Sunday, January 10, 2010

Back from the Wilderness



Alot of people have been asking where is S. Beamin? Some people thought I had given this shit up, some people thought I finally put my trust in a big butt and a smile causing me to slow down, some people thought my antics had caught up with me and I was dead. None of those things are true though the fact is my job moved me out into the boonies, yes i am now a resident of Louisiana. Not fun Louisiana but fuck it, this is no mans land Louisiana. So you know what that means yep the adventures will be only getting worse as I deal with these country fucks. The thing about it is I was so pissed when I got here I automatically left. Yeah I stayed the night woke up and drove to New Orleans.

New Orleans is the place where I effectively went into hiding I threw out a few tweets but nothing of true value, you know why, because I got fucked up. Im talking Sugar Bowl, New Years, Casinos and a bunch of Aggies fucked up. Have you ever partied with a bunch of Bearcats who have never won anything they get loose. I was out here wildin with Ohio women one chick got me to play her husband for the night and she even did some of her wifely duties while at Pat O's. But my friends from Aggie Land get down too, we shut Pat O's down im talking thirty bottles of Champagne, me taking down a bottle of Jameson, and the rest of the crew making sure Pat O's had no more Hurricanes left. I got fucked up, I got lost, and some how I got found.

The next day started off just ass fucked as we ate, drank Bloody Marys, and hit Bourbon for 12 straight hours. After the clubs kicked us out we tried to go to Rick's Cabaret, but as usual I got kicked out. It was one of the many times i got kicked out of places that weekend but every time I deserved it. One time I got kicked out of a bar went to the hotel switched sweaters and went right back in cause thats the shit I do. Well the lastnight in New Orleans I wandered the streets doing things Im not quite comfortable talking about so you know it's bad.

Being the guy I am I rallied got on the road and burned down the highway, in fact I was doing so much that I got a speeding ticket in some bum fuck Parish that I have to take care of. When I finally woke up after arriving at my apartment I went to the grocery store mind you it was 8 O'clock and there was none in this mother fucker. I mean this shit was dead as fuck it was me and 4 cashiers.

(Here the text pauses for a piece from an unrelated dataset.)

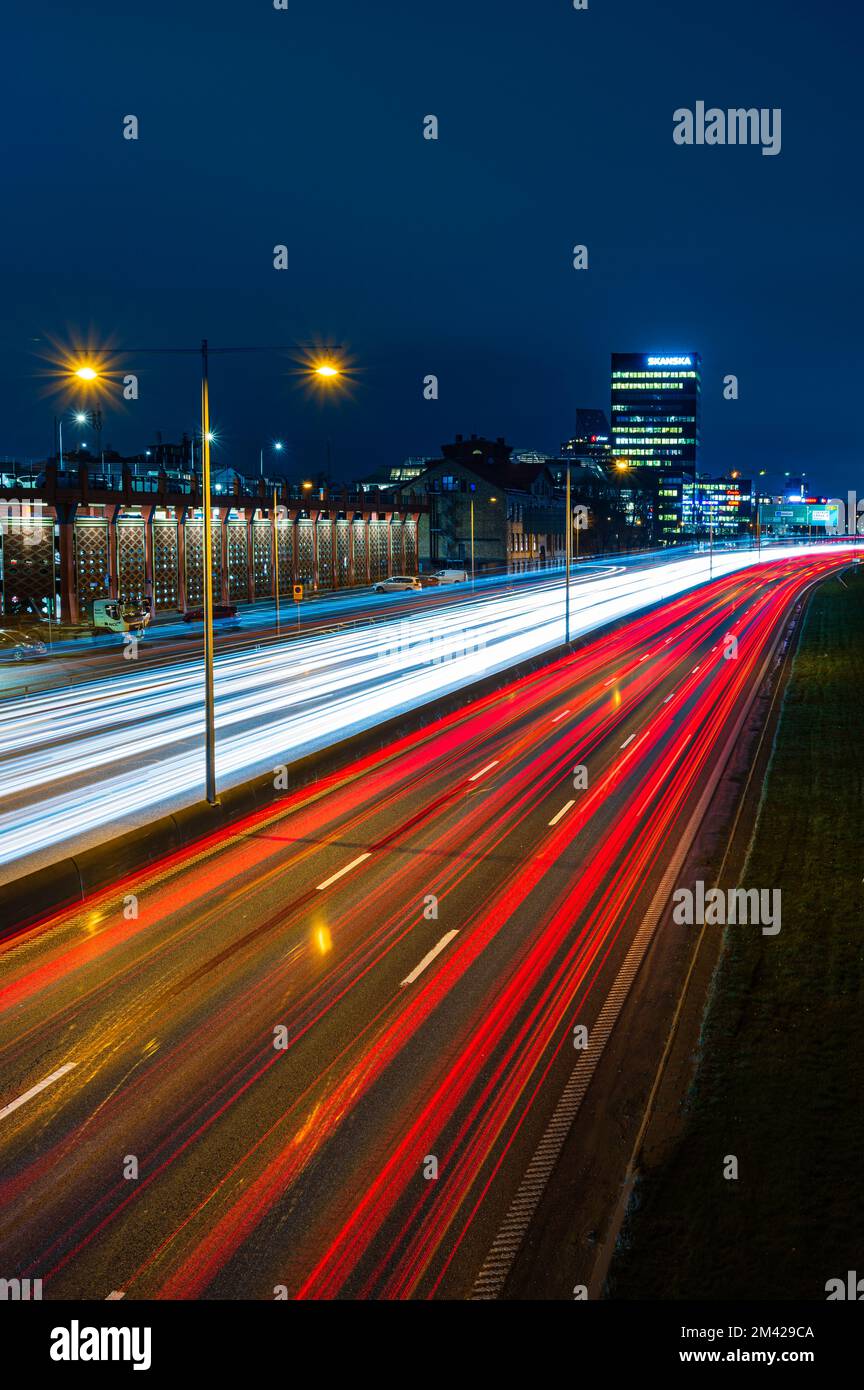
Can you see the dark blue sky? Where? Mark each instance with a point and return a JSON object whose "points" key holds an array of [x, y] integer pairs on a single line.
{"points": [[452, 257]]}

Back at home the Grocery just gets poppin at 8 because we are all buying booze, and speaking of booze one of the best things about this town is they sell hard liquor everywhere. When I mean everywhere I mean if they sell food they have some liquor on hand Gas Station Check, Grocery Store Check, Bodega Check, the liquor stores have a drive through just to compete.

The town is boring but im getting over it I met some decent people who might be able to get down with this S. Beamin thing. The worst shit was I couldn't find a decent barber until today, so you know I was looking like Randy Moses long lost cousin. The shit was wild I had these crazy bitches coming out the word works getting at your boy. When I say out the wood works I mean straight Appalachian Mountain type hoes.There are some crazy mother fuckers out here though, I have never heard the word Coon Ass and Redneck thrown around with so much affection it's scary. And I dont understand half these Coon asses when they talk either so that shit is fun. Oh and did i mention it snowed on Tuesday and my Plasma is on the floor fuck it such is life.